Effects of Silicon Application on Wheat Growth and Some Physiological Characteristics under Different Levels and Sources of Salinity

We investigated the effects of silicon (Si) and the levels and sources of salinity on the growth and some physiological properties of wheat (Triticum aestivum cv. Chamran) in a sandy loam soil under greenhouse conditions. Treatments comprised four Si levels (8, 50, 100 and 150 mg kg−1 soil), four salinity levels (0.46, 4, 8 and 12 dS m−1) and two salinity sources (sodium chloride (NaCl) and four-salt combination). Salts combination included NaCl, sodium sulfate (Na2SO4), calcium chloride (CaCl2) and magnesium sulfate (MgSO4) at a molar ratio of 4:2:2:1. The experiment was arranged as a completely randomized design in a factorial manner, with three replications. Increasing salinity level resulted in a significant decrease in shoot dry weight, chlorophyll content and catalase (CAT) activity, and it caused a marked increase in proline and glycine betaine (GB) concentrations and superoxide dismutase (SOD) enzyme activity. The stimulating effect on GB accumulation and SOD activity was more intense in NaCl-treated plants.

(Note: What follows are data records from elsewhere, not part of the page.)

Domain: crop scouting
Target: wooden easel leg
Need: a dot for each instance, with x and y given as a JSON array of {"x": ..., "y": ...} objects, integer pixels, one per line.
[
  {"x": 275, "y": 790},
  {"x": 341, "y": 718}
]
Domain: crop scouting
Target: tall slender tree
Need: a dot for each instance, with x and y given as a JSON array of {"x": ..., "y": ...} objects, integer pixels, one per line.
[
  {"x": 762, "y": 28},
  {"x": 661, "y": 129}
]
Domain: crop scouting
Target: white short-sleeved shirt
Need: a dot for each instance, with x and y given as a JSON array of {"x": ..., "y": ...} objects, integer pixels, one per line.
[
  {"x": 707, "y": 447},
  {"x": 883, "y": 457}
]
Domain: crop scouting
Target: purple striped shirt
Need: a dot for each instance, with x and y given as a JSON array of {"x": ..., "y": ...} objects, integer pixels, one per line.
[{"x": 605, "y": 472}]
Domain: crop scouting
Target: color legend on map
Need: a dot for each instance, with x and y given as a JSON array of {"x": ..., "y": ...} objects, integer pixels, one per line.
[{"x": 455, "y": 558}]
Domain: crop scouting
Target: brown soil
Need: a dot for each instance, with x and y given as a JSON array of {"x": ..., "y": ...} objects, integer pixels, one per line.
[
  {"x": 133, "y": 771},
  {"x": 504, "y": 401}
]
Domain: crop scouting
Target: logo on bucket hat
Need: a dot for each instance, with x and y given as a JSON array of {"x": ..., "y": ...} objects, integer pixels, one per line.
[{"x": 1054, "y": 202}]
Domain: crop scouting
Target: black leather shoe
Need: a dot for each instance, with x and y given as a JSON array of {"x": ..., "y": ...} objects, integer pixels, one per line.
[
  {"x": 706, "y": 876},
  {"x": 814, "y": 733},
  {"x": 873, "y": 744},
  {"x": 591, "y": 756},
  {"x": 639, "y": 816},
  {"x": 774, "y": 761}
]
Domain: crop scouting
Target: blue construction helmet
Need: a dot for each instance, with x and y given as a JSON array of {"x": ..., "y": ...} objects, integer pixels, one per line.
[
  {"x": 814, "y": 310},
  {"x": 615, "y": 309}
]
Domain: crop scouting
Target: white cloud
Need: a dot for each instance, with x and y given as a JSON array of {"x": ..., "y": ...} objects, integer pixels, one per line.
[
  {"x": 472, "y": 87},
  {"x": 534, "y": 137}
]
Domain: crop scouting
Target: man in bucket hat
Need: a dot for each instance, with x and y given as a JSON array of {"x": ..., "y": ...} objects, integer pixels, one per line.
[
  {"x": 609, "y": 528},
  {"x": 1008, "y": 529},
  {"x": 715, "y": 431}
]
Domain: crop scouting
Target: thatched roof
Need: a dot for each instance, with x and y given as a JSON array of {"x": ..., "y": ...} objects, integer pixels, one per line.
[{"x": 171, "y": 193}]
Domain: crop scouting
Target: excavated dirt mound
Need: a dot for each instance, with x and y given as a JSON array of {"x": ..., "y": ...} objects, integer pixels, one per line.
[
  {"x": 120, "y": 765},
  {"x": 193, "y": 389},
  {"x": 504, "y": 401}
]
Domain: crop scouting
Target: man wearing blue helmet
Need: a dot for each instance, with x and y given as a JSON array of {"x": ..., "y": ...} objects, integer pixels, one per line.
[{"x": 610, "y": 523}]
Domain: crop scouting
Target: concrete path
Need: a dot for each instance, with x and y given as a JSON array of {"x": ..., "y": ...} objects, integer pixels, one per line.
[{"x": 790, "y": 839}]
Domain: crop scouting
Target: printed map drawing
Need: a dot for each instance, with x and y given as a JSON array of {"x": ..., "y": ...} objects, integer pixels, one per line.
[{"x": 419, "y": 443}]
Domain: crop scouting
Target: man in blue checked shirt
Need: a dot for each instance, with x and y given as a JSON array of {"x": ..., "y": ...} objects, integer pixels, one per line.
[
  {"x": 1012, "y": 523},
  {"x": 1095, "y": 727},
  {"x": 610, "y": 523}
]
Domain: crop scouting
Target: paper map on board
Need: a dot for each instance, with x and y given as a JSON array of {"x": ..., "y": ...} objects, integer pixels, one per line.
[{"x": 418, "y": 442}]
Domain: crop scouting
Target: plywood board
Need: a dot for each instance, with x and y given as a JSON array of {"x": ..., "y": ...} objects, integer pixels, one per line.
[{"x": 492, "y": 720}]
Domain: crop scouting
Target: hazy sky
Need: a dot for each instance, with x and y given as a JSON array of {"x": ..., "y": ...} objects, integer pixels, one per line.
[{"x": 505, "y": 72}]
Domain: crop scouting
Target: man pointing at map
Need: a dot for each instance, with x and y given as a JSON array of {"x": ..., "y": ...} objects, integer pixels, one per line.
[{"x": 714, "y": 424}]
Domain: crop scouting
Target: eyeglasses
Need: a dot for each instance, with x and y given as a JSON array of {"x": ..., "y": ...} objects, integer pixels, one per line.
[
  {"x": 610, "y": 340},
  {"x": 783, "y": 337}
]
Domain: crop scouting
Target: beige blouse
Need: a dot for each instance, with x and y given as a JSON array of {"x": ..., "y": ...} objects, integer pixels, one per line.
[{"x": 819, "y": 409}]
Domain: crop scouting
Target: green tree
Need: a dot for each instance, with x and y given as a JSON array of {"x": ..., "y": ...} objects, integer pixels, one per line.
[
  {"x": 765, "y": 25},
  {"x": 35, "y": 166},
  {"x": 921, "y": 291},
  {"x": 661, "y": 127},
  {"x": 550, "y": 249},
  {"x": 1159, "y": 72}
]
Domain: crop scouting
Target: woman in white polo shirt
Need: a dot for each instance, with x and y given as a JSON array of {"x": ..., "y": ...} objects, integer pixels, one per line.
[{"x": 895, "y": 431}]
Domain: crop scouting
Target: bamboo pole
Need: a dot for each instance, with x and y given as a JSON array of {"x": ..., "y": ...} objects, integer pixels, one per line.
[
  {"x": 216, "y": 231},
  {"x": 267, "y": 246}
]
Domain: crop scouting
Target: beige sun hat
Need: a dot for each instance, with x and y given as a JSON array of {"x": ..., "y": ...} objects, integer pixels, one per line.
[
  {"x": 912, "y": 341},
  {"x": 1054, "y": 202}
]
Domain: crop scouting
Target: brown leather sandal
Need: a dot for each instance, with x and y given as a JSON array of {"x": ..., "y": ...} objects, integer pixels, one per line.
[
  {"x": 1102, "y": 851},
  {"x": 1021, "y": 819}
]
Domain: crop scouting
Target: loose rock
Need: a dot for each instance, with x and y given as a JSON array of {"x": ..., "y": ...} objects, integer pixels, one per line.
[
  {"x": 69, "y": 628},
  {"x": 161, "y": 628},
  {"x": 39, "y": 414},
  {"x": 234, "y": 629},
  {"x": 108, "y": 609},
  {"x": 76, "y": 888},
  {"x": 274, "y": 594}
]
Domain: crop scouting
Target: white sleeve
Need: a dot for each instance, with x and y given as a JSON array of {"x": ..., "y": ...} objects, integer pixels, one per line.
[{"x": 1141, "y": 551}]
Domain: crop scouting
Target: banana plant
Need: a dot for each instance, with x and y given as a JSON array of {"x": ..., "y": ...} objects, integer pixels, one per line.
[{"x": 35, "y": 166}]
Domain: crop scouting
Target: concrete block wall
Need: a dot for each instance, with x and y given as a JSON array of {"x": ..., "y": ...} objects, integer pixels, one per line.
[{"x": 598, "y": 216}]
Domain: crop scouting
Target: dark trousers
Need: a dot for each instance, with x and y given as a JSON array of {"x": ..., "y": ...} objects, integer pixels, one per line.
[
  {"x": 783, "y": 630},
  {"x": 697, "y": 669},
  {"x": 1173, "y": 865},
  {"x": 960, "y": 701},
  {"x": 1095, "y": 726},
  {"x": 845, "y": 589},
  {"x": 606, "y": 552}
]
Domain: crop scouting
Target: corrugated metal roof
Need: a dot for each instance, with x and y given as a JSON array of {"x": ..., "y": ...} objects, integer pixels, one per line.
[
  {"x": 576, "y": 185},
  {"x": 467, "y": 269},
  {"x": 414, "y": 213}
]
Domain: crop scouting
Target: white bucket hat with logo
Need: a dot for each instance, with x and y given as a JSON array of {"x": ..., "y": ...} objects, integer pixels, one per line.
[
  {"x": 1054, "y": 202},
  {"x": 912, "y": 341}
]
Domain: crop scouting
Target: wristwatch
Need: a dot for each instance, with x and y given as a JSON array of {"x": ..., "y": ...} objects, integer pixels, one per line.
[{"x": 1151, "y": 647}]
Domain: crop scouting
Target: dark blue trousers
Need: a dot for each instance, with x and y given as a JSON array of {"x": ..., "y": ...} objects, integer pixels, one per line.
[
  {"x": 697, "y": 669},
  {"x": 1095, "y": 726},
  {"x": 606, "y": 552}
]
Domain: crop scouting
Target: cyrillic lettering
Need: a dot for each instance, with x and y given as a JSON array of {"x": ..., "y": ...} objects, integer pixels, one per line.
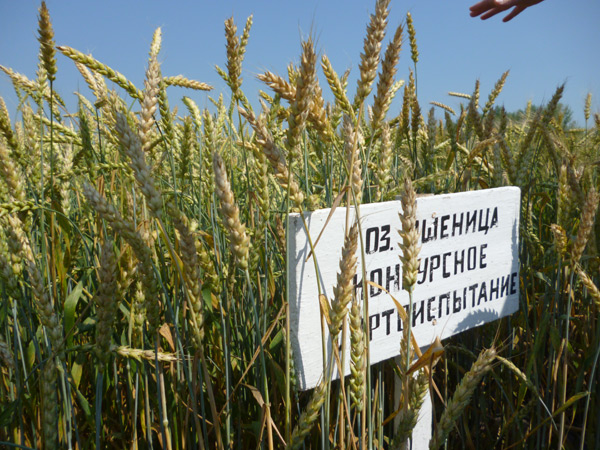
[
  {"x": 457, "y": 224},
  {"x": 395, "y": 278},
  {"x": 387, "y": 315}
]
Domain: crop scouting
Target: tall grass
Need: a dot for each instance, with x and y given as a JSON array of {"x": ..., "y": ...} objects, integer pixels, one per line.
[{"x": 143, "y": 259}]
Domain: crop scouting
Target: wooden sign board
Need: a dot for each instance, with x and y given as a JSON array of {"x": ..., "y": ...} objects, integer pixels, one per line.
[{"x": 468, "y": 276}]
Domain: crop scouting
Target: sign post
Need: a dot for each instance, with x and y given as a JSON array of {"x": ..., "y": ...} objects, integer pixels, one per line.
[{"x": 468, "y": 274}]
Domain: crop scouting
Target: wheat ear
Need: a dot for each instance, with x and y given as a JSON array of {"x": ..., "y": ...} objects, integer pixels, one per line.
[
  {"x": 369, "y": 59},
  {"x": 46, "y": 38},
  {"x": 106, "y": 302},
  {"x": 309, "y": 416},
  {"x": 585, "y": 226},
  {"x": 240, "y": 241},
  {"x": 342, "y": 292},
  {"x": 461, "y": 397}
]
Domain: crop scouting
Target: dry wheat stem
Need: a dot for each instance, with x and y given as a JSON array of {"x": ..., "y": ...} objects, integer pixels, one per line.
[{"x": 461, "y": 397}]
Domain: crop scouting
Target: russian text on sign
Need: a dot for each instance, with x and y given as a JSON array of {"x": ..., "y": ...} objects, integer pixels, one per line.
[{"x": 468, "y": 272}]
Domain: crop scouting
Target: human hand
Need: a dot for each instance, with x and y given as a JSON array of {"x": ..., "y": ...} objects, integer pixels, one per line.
[{"x": 490, "y": 8}]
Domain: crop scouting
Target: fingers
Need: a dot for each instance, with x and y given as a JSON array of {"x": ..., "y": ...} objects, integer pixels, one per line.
[
  {"x": 489, "y": 8},
  {"x": 481, "y": 7},
  {"x": 514, "y": 13}
]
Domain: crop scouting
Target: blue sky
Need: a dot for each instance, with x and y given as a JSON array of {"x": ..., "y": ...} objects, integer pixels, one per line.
[{"x": 551, "y": 43}]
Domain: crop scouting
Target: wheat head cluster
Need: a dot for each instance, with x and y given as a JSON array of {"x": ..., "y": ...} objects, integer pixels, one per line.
[{"x": 144, "y": 301}]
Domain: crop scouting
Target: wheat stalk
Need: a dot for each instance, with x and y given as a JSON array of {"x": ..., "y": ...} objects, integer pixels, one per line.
[{"x": 461, "y": 397}]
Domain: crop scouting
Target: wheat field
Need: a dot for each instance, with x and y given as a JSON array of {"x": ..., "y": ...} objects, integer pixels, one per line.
[{"x": 143, "y": 257}]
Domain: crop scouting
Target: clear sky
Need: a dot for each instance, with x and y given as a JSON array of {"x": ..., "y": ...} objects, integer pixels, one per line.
[{"x": 551, "y": 43}]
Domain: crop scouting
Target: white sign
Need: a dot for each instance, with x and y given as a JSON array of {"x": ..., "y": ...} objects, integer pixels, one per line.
[{"x": 468, "y": 275}]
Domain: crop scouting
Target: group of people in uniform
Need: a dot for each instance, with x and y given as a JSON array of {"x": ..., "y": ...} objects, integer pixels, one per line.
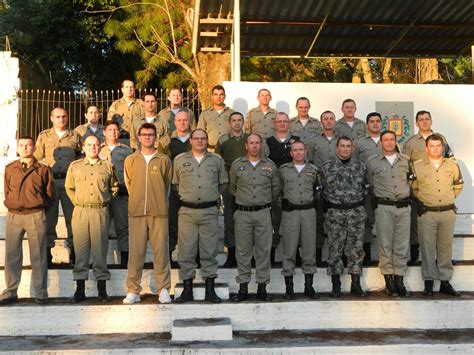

However, the source of salinity had no significant effect on shoot dry weight, chlorophyll and proline concentrations, and CAT activity. Si application enhanced all the above-mentioned parameters, except for proline. The suppressing effect of salinity on shoot dry weight, chlorophyll concentration and CAT activity was alleviated by Si supplementation. The stimulating effects of Si fertilization on shoot dry weight and chlorophyll concentration became more pronounced at higher salinity levels. It could be concluded that a decrease in soil osmotic potential, nutrient imbalance and increasing reactive oxygen species (ROS) in salt-treated plants caused growth suppression, while Si supply decreased the deleterious effects of excess salt on wheat growth. Consequently, it appears that when wheat plants are to be grown in salt-affected soils, it is highly recommended to supply them with adequate available silicon (Si).